KTAR in Arizona. “A real estate expert says it’s costing less to buy a home here. ‘The median single family sales price is $195,000. This is the lowest since August of last year,’ said Dean Wegner. ‘In fact, home prices have slowly been going down every month this year.’ But that’s not a bad thing. ‘Last year we saw double digit appreciation, and that’s unsustainable,’ Wegner said.”

“Wegner says if the real estate market stays where it is now for the next two to seven years, everyone would be quite happy with the real estate market in Phoenix. Wegner said he believes that if prices are ‘anything more than this, you’re going to see appreciation. Anything going further down from here, you’re going to see upside down, you’re going to see short sales again, and you’re going to see foreclosures.’”

The Register Guard in Oregon. “Foreclosure filings climbed 78 percent, to 139, in Lane County in the first quarter of this year compared to the same time in 2013, according to RealtyTrac. John Helmick, CEO of Eugene-based Gorilla Capital, is not surprised by the jump. He predicted in January that Oregon would be one of the few states with more foreclosure starts in 2014 than in 2013. The reason: A change in state law that went into effect last summer requires lenders and homeowners to go through mediation before a home can be foreclosed on.’

“That change didn’t avoid foreclosure for many distressed homeowners, Helmick said. Those people were so far behind on payments, on houses worth less than they paid, that foreclosure was inevitable, he said. What it did was create a backlog of homes inevitably headed for foreclosure, he said, many of them ‘zombie’ homes that were in bad shape, abandoned and left to deteriorate further. A few years ago, about half of the houses his company bought were abandoned, vacant homes, he said; today, about 82 percent are.”

“These houses can compete for buyers, he said, but he doesn’t think the number of homes his company will put up for sale at any one time will have a major effect on the market. Home sales are affected by a number of factors — ‘how well the economy is doing, employment, mortgage rates,’ he said. Gorilla’s homes may have a small effect on the market, Helmick said, ‘but a change in interest rates would have more.’”

The Irish Times. “A couple of weeks ago, I wrote a column about the fact that nothing has changed in Ireland politically. Because I’ve been thinking about where we’re at, right now, 2014, more and more. The issue now is not only the opportunity to change things for the better actually gone, but that the government is relentless in erasing the past, walking around like the lads from Men In Black waving their memory wand neuralyzers in our faces.”

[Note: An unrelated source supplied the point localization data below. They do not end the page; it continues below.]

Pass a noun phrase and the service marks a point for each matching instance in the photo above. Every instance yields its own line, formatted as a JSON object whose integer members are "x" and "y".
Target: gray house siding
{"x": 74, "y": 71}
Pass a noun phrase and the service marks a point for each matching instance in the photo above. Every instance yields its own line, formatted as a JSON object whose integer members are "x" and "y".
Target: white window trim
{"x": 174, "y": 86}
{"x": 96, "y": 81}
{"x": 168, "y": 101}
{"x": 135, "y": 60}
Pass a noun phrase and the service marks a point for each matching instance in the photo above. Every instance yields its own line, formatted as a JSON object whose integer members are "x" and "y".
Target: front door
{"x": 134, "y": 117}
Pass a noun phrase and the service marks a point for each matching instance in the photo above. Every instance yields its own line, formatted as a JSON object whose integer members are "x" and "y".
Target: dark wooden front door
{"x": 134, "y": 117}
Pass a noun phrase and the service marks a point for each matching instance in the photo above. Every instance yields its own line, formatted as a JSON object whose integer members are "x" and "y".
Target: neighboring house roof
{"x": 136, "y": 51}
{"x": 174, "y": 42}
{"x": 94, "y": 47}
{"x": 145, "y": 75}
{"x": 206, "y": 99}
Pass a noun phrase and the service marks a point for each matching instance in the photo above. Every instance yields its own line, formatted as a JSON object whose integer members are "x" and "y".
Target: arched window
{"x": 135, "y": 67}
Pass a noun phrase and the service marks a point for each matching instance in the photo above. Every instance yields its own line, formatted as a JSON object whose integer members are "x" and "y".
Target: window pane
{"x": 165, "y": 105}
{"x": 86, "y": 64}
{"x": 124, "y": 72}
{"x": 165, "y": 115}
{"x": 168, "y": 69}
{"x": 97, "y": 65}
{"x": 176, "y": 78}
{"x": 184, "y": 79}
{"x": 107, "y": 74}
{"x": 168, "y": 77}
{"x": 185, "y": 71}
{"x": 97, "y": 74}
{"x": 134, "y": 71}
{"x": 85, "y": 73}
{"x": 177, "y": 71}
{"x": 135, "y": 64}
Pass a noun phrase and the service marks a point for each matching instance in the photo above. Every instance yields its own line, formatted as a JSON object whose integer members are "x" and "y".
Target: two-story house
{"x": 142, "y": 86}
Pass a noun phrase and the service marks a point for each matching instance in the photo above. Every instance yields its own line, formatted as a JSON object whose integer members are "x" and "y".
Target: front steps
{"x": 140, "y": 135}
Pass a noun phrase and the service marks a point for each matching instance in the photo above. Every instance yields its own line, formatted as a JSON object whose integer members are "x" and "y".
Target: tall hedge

“I occasionally throw an eye on what houses are going for in Dublin. One interesting property struck me the other day, which could act as a parable for the property market right now in the capital. A two-bedroom cottage in Stoneybatter that sold for just under €110k last summer went sale agreed after the asking price was set at €250k recently. There you have it folks, it’s those memory wands again.”

“Now it’s not like our property bubble burst generations ago, thus excusing the repetition of past behaviour. In terms of the wider context of history, our monumental property screw ups didn’t happen ‘just yesterday,’ they happened five minutes ago. Of course there is a supply problem in Dublin. But one of the reasons for that issue of supply is the countless people who are in negative equity. There’s little movement in the market because people are stuck. Stuck in places they don’t want to live in. Stuck with houses and apartments they don’t want.”

“A property bubble is not just being created, it’s already there. And now people want to buy again. Despite the property mistakes made five minutes ago, those who kept their heads down and didn’t fork over money during the first property boom are out looking for properties, and day in day out, the asking prices are creeping up, ten, twenty, thirty, forty, fifty, sixty grand. I’d say estate agents are in a tizzy. They probably don’t even know what to price most properties at in the city. Can we not see that this is THE EXACT SAME THING that happened previously? It’s a micro version of it, but it’s the exact same.”